In mezzo allo sconfinato nulla dell’Oklahoma, nella contea di Coyote Crossing, gli abitanti dormono sonni tranquilli, o almeno così credeva il giovane aiuto sceriffo Toby Sawyer, prima di quella notte. I Jordan sono piombati in città, assetati di vendetta per l'omicidio del fratello Luke, ma il cadavere è scomparso e tutti sembrano avere troppe cose da nascondere per raccontare la verità. Toby deve ritrovare il corpo prima dell'alba, e scoprirà ben presto di non essere il solo a cercarlo: tre killer chicanos gli distruggono il trailer a raffiche di mitra, e lui fa appena in tempo a fuggire con il figlio in braccio, sotto una pioggia di proiettili. Nello spazio di una notte, senza potersi fidare di nessuno, uomo o donna, amico o collega, il giovane Toby diventerà uomo, scoperchiando segreti pericolosi che lo costringeranno a combattere contro il cuore marcio di un'intera città e a scontrarsi con i Jordan in un’ultima sfida che profuma di O.K. Corral.
Una frenetica corsa contro il tempo tra esplosioni, incendi e inseguimenti mortali. Victor Gischler, adorato non a caso da Joe R. Lansdale e Don Winslow, ancora una volta sfodera humour, velocità e colpi di scena in un noir mozzafiato dal sapore western.
Victor Gischler vive a Baton Rouge, in Louisiana.
È autore di sette romanzi tradotti in dodici lingue, è stato a lungo professore di Scrittura creativa presso la Rogers State University, in Oklahoma, ed è sceneggiatore Marvel per fumetti come The Punisher, Wolverine, Deadpool e la nuova serie degli X–Men che ha venduto solo nella prima settimana più di 100.000 copie.
Il suo romanzo “La gabbia delle scimmie”, che è stato nominato come miglior esordio agli Edgar Award, sta per diventare un film a Hollywood.

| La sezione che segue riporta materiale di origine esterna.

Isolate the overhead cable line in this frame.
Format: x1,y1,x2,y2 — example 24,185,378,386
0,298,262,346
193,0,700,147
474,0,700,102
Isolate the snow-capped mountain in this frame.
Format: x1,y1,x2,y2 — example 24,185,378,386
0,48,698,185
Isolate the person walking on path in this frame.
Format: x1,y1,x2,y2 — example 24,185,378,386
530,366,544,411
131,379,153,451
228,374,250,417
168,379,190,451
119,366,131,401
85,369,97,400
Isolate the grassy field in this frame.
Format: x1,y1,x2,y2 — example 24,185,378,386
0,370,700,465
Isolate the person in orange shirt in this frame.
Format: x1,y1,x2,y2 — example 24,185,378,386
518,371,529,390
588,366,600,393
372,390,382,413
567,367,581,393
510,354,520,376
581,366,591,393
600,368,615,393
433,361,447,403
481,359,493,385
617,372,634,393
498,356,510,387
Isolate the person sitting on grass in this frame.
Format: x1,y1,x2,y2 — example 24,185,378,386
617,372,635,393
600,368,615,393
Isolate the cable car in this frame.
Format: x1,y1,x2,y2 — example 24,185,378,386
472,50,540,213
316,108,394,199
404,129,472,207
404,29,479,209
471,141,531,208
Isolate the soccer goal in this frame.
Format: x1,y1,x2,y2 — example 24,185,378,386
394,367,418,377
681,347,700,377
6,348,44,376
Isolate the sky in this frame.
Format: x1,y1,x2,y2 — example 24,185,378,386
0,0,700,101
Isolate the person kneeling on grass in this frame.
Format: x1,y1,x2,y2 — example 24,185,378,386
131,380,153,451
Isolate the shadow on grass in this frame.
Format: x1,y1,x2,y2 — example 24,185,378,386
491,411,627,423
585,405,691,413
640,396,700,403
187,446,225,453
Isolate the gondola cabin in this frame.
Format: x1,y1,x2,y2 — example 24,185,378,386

“Finsi un colpo di tosse e mi portai la mano alla bocca per nascondere il sorriso. Che non ci fosse niente da ridere era ovvio, ma l’espressione stupita in faccia al cadavere di Luke Jordan mi aveva colto di sorpresa. Mai visto un morto così da vicino, prima, al di fuori di una camera ardente. Il Capo della polizia, Frank Krueger, fece un lungo e rumoroso sospiro e si grattò la pancia, scostando il cappello di paglia per asciugarsi il sudore con un fazzoletto rosso. Abbassò lo sguardo sul corpo di Luke, che sporgeva dal vecchio pick-up, e si mise a contare puntando il tozzo indice in direzione del cadavere. — Nove fori di proiettile, per me, — disse alla fine. — Ti torna? Figurarsi se perdevo tempo a contare, io. — Come no. — Mi toccai la stella di latta che portavo appesa alla T-shirt dei Weezer, sentendomi veramente uno stupido tra le scarpe da basket slacciate e i pantaloni della tuta. Quando la telefonata del Capo ti scaraventa giù dal letto a mezzanotte, afferri la prima cosa che capita e fili via come una scheggia. Con una mano mi reggevo dietro la schiena la fondina con tanto di revolver. Avevo provato ad agganciarla ai pantaloni della tuta ma, da quanto era pesante, continuava a tirarmeli giù fino a metà delle chiappe. Così non mi misi a contare i fori di proiettile, ma fissai Luke: i suoi occhi sbarrati e stupefatti, il sangue grumoso che iniziava a rapprendersi sulla camicia a quadri. Luke era uno di quei rednecks di bell’aspetto e dall’aria un po’ ruvida, sempre in jeans stinti e T-shirt senza maniche. Stivali da cowboy in finta pelle – ma lui probabilmente aveva raccontato a tutti che erano di serpente a sonagli.”